Cone–rod dystrophy (CRD) is a rare group of inherited retinal disorders presenting primary loss of cone photoreceptors and subsequent or simultaneous loss of rod photoreceptors. RAB28, which encodes a member of the Rab subfamily of the RAS-related small GTPases, is a recently identified gene in AR-CRDs. 1–3 Roosing et al. reported homozygous nonsense mutation in RAB28 as a cause of AR-CRD in a German family and a Moroccan Jewish family. 3 Recently, Riveiro-Álvarez et al. reported homozygous mutations in RAB28 in two Spanish families: a splice site variant and a missense mutation. 2 Herein, we report a new and likely-deleterious homozygous missense RAB28 variant in a Korean patient resulting in the CRD phenotype. The affected 11-year-old female presented with decreased visual acuity which was initially detected when she was 4 years.
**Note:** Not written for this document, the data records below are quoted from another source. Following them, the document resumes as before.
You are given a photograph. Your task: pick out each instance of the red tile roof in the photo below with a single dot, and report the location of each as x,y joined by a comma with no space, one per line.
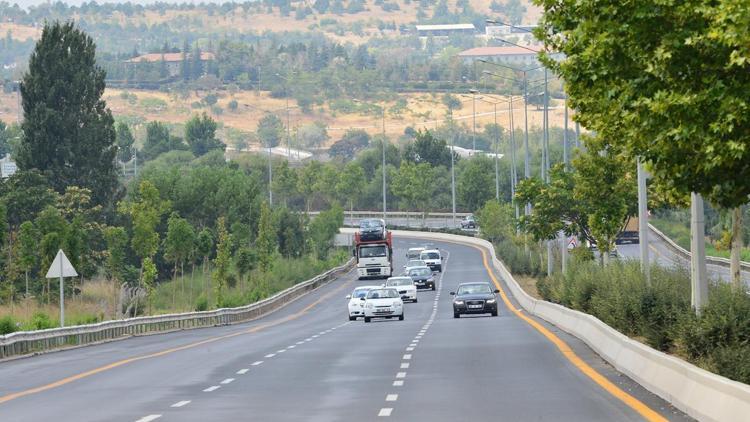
168,57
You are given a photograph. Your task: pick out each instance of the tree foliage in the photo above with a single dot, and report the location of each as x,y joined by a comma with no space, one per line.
68,131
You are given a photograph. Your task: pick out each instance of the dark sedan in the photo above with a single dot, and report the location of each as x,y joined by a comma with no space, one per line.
474,298
423,277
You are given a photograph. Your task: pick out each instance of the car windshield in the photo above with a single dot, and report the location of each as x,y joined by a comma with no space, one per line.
420,272
473,289
369,224
382,294
372,252
360,293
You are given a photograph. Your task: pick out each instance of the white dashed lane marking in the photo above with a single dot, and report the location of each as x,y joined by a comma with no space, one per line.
180,403
386,411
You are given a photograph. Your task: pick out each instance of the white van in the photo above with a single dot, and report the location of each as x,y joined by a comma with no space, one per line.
432,259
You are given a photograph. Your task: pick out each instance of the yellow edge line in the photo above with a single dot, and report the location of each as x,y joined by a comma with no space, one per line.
119,363
645,411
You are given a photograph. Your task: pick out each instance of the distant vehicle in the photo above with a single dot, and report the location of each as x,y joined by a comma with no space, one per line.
433,259
405,286
383,303
372,229
469,222
413,263
630,233
374,257
474,298
423,277
413,253
356,305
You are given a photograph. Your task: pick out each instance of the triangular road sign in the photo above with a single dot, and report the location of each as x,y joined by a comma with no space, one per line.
61,266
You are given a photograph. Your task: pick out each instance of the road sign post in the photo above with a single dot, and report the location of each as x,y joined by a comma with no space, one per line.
61,268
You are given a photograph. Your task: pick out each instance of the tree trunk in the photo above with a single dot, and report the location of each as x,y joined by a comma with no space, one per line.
734,263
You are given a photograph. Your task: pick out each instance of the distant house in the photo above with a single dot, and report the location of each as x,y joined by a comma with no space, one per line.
445,30
172,60
513,54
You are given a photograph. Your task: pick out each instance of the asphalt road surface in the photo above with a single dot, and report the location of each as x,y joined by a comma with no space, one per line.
307,362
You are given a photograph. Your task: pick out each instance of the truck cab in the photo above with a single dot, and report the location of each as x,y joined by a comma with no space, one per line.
374,257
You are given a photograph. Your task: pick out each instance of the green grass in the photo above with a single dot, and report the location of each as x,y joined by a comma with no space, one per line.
679,232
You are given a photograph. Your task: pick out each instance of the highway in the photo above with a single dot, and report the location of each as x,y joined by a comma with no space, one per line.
307,362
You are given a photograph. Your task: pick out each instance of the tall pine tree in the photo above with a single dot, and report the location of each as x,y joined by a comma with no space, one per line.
69,132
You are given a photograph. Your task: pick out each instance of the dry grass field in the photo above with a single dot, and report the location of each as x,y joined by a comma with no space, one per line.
422,111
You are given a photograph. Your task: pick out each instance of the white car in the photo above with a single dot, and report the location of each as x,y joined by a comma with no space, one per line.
406,287
413,263
356,304
432,259
413,253
383,303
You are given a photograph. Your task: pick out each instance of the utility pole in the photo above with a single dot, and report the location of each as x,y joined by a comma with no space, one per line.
698,277
643,222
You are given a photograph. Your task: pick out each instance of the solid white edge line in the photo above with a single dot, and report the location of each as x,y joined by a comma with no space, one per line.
180,403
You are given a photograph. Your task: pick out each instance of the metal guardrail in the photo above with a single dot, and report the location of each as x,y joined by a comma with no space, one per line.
684,253
30,342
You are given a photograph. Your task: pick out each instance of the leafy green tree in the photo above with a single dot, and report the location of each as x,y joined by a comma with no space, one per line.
350,183
246,262
640,89
27,249
159,140
497,221
265,243
428,149
270,131
125,141
413,184
68,130
178,245
200,134
323,229
223,261
476,182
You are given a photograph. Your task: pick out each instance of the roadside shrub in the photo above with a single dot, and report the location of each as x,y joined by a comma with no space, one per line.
201,304
41,321
7,325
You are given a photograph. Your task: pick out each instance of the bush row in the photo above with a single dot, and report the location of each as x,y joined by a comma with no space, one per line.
660,314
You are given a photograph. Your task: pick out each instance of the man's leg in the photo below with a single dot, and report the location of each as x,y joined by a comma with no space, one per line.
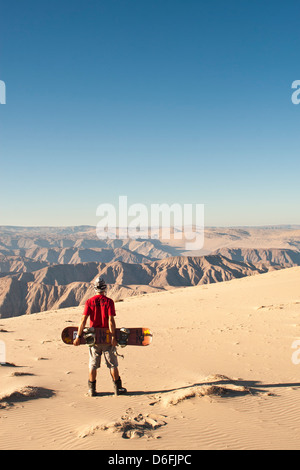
94,364
92,375
115,373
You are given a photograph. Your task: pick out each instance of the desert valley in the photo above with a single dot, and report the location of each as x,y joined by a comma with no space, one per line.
221,373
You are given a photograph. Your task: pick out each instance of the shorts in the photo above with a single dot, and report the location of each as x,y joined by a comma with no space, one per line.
109,353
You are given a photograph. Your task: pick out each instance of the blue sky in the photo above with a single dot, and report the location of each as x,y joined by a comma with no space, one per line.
163,101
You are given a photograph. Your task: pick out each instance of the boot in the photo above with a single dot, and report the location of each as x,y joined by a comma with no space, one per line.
92,389
119,390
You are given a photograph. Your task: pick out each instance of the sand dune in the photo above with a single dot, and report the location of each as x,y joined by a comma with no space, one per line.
218,375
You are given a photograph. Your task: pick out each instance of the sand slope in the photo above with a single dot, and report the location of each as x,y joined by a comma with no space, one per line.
219,374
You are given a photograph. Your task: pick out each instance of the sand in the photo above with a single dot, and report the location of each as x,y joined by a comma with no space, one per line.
218,375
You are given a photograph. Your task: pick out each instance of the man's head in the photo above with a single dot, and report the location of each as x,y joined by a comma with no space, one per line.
100,285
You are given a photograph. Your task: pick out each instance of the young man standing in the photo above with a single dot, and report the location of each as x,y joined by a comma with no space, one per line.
101,311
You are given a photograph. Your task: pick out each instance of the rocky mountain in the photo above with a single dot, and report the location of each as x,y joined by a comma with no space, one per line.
43,268
272,257
61,286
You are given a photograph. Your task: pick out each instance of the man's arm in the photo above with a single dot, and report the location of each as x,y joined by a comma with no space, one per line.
112,329
80,330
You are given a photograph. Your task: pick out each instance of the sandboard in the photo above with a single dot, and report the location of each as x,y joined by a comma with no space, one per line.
135,337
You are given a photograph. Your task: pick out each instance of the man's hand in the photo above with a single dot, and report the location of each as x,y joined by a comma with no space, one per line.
76,341
114,341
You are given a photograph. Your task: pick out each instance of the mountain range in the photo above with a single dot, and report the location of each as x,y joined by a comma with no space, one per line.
51,268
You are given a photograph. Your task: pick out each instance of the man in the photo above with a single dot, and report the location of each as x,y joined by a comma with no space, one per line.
101,311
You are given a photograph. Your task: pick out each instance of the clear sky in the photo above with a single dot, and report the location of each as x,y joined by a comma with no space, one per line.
165,101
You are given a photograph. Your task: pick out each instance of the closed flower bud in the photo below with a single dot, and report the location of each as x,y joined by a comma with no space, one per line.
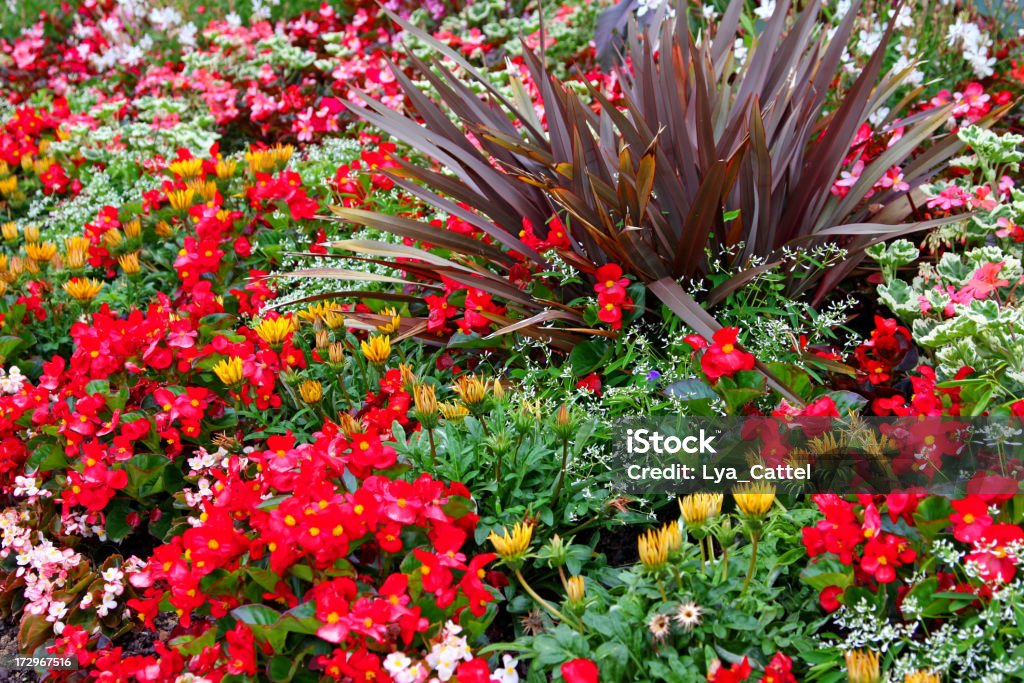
349,425
408,376
563,424
229,371
336,351
471,390
576,590
755,500
41,252
323,339
862,667
129,263
82,289
311,391
390,327
426,403
377,349
454,412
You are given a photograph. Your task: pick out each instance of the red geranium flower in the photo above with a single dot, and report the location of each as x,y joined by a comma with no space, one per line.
723,357
580,671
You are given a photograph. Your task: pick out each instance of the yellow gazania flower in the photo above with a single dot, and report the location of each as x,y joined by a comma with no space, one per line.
225,169
113,239
311,391
186,168
83,289
512,546
129,263
391,326
40,166
41,251
281,154
862,667
697,508
672,538
653,552
454,412
426,400
16,266
205,188
228,371
755,500
471,389
274,331
377,349
259,161
181,199
76,252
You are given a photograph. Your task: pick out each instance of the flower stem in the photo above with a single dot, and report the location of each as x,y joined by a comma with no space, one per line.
541,601
754,560
433,450
561,474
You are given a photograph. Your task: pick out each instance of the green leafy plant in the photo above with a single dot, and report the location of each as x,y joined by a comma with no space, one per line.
701,155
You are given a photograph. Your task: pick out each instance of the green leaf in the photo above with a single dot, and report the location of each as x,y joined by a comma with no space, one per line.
117,518
253,614
587,357
46,457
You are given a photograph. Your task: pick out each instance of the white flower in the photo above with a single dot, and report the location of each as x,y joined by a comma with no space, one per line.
508,673
396,663
113,574
766,9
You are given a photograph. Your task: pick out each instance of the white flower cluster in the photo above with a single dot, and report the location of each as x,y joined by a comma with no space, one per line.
43,566
442,660
28,486
113,588
11,380
975,44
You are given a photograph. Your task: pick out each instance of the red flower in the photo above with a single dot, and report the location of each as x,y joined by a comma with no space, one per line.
779,670
241,650
610,281
737,672
591,383
580,671
828,598
723,358
971,518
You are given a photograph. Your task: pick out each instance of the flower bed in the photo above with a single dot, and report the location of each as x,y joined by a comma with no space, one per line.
318,328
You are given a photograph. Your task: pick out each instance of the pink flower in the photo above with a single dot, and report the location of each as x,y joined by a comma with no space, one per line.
984,282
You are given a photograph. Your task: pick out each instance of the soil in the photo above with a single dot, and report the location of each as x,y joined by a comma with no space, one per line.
138,643
8,649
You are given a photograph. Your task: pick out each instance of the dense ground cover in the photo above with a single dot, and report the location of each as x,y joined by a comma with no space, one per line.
315,325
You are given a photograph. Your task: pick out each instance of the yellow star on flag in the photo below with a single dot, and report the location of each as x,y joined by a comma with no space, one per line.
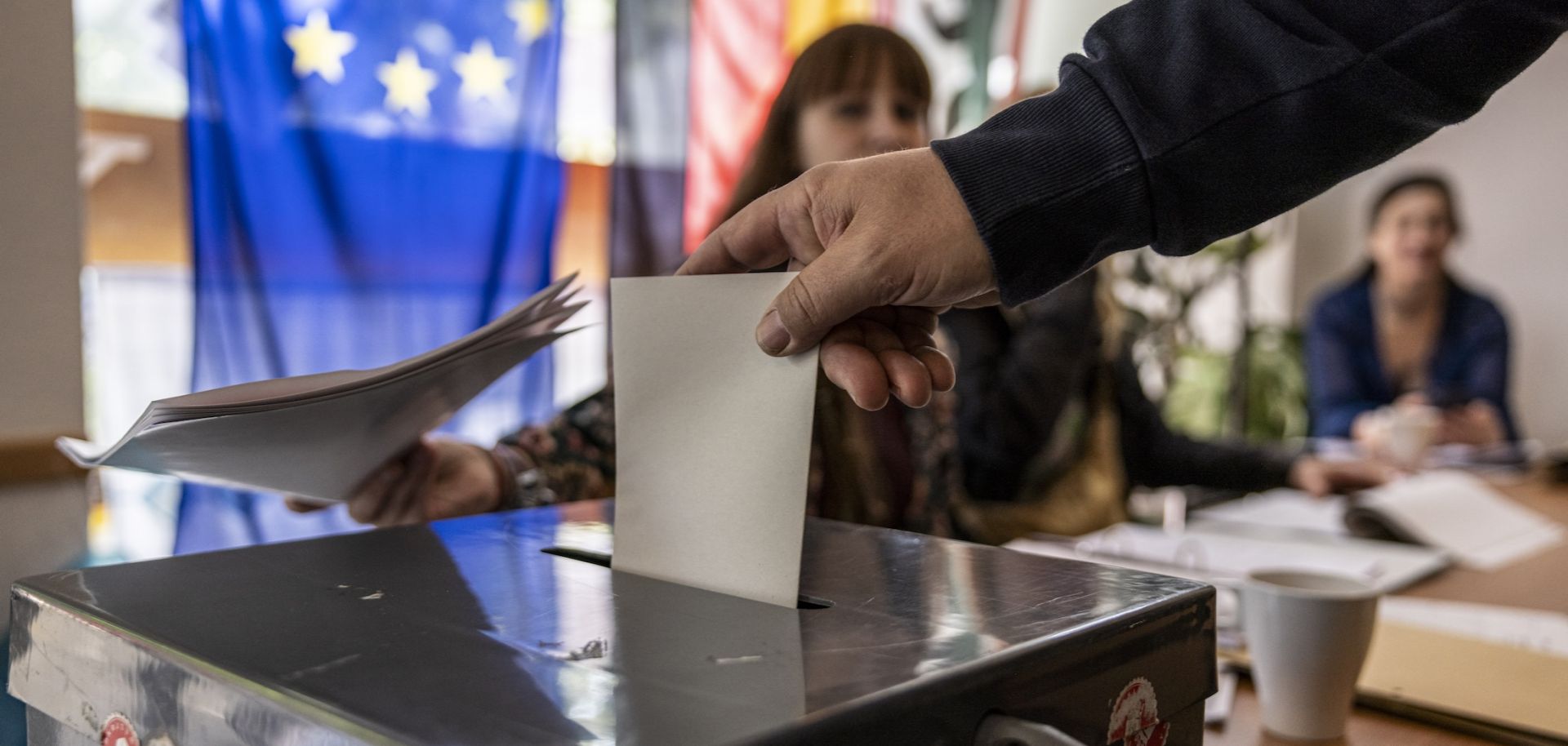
483,74
532,18
408,83
317,47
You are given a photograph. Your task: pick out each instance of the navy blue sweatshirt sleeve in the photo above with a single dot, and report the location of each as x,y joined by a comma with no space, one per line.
1189,121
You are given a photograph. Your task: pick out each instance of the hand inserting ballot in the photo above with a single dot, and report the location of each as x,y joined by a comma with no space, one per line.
862,234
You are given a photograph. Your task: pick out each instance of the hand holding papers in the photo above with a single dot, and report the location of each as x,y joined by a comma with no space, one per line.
320,434
712,436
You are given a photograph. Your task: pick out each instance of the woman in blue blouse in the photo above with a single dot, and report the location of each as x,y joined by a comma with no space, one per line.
1407,331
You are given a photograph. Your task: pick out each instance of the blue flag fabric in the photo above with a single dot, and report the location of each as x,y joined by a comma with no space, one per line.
369,179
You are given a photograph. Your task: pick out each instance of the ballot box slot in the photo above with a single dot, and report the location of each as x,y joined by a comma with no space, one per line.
603,560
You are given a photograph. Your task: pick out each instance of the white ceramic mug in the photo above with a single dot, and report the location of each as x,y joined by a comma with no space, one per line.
1411,430
1307,637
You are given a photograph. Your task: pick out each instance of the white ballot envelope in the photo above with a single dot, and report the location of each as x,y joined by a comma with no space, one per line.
712,436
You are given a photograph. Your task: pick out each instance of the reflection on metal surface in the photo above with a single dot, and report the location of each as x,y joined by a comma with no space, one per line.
468,632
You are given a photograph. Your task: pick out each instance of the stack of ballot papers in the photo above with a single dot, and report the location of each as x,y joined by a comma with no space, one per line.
1452,511
318,436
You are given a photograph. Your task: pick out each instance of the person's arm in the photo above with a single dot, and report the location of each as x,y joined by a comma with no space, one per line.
1013,383
1487,372
569,458
1184,122
1334,393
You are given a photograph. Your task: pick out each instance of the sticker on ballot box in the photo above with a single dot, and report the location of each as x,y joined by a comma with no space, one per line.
118,732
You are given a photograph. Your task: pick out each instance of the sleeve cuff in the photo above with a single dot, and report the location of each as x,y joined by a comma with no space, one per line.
1054,184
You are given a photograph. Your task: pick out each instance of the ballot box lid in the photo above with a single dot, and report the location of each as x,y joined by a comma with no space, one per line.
504,628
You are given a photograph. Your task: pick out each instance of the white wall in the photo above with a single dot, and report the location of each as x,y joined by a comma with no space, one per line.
1509,165
39,224
41,524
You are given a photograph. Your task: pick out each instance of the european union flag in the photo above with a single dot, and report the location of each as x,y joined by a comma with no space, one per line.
369,179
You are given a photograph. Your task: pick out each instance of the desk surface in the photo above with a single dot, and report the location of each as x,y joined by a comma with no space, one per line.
1530,584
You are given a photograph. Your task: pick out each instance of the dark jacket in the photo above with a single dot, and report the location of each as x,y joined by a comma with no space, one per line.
1186,121
1346,373
1017,381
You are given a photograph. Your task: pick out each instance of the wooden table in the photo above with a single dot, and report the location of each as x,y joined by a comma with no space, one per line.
1530,584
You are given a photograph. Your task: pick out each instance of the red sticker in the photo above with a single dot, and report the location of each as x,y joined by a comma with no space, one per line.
118,732
1136,717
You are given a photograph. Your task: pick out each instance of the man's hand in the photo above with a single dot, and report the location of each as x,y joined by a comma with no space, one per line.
883,245
1322,478
430,482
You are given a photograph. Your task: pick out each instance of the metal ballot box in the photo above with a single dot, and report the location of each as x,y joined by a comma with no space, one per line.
509,628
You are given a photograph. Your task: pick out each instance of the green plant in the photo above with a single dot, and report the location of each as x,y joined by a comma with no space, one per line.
1254,388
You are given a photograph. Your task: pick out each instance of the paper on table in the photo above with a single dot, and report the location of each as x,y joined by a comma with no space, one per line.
1283,508
1218,552
1528,628
1465,516
712,436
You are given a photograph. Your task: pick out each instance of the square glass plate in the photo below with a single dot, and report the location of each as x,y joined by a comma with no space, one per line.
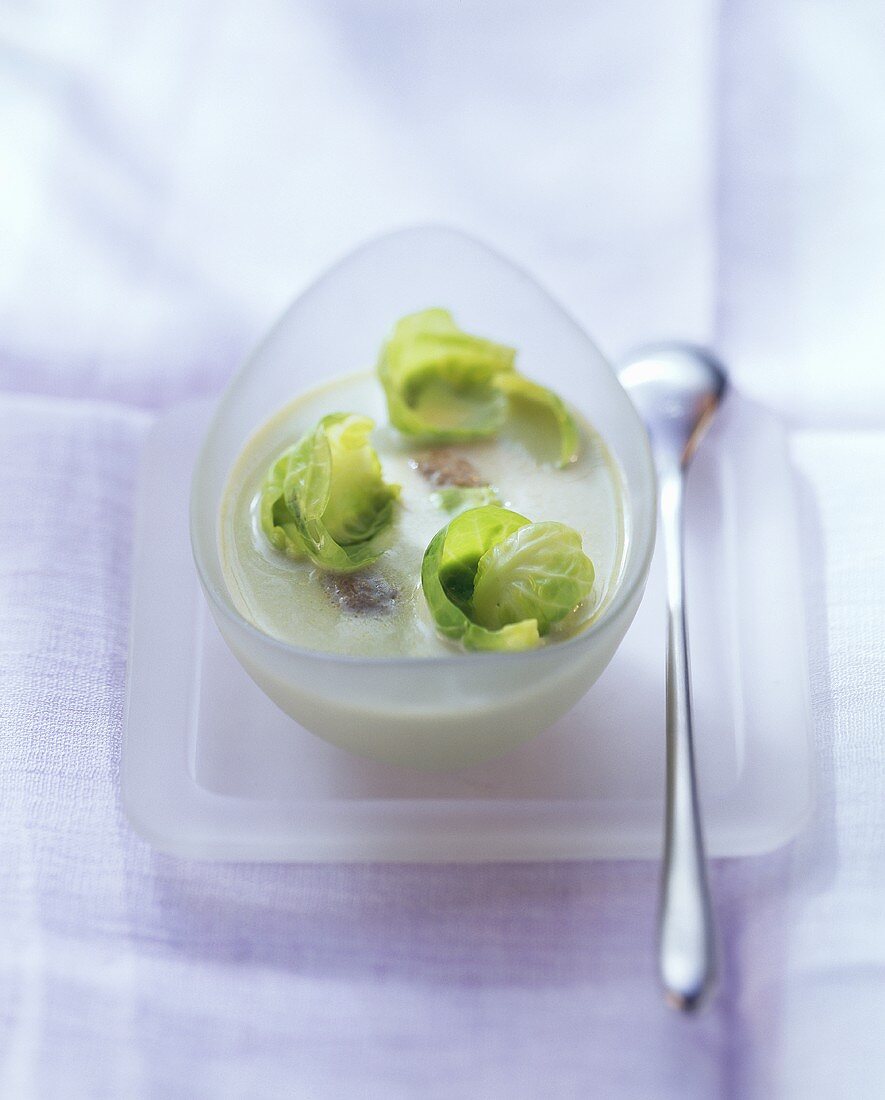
212,769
BCVA in both eyes were 20/40, 20/50, and 20/100 when she was 4, 10, and 11 years, respectively. Cycloplegic refraction showed–0.5 D spherical error with astigmatism of–3.0 D cylindrical error in the right eye, and–1.0 D spherical error with astigmatism of–3.5 D cylindrical error in the left eye. The fundus examination showed slightly atrophic fovea (Figure 1A). Fundus autofluorescence showed hyperfluorescent fovea in both eyes, which may be an artifact (Figure 1A). SD-OCT showed an ellipsoid zone defect in both macular areas with an intact periphery (Figure 1A). Lightadapted 3 ERG and 30 Hz flicker ERG showed almost extinguished wave, while dark-adapted 0.01 ERG and 3 ERG also showed reduced amplitude (Figure 1B). A color vision test showed severe color vision deficiency (only one of the 14 Ishihara plates). Automated visual field test (Humphrey 30-2) showed central scotoma in both eyes. Based on these findings, she was clinically diagnosed as having CRD. Her parents, who are not related, and a male sibling showed normal vision and fundus findings. For the genetic analyses, targeted sequencing of candidate genes comprising of 98 genes known to be associated with inherited retinal degenerations (including cone–rod dystrophy) was performed with 101-bp paired-end reads on an Illumina HiSeq 2500 platform (Illumina, San Diego, CA).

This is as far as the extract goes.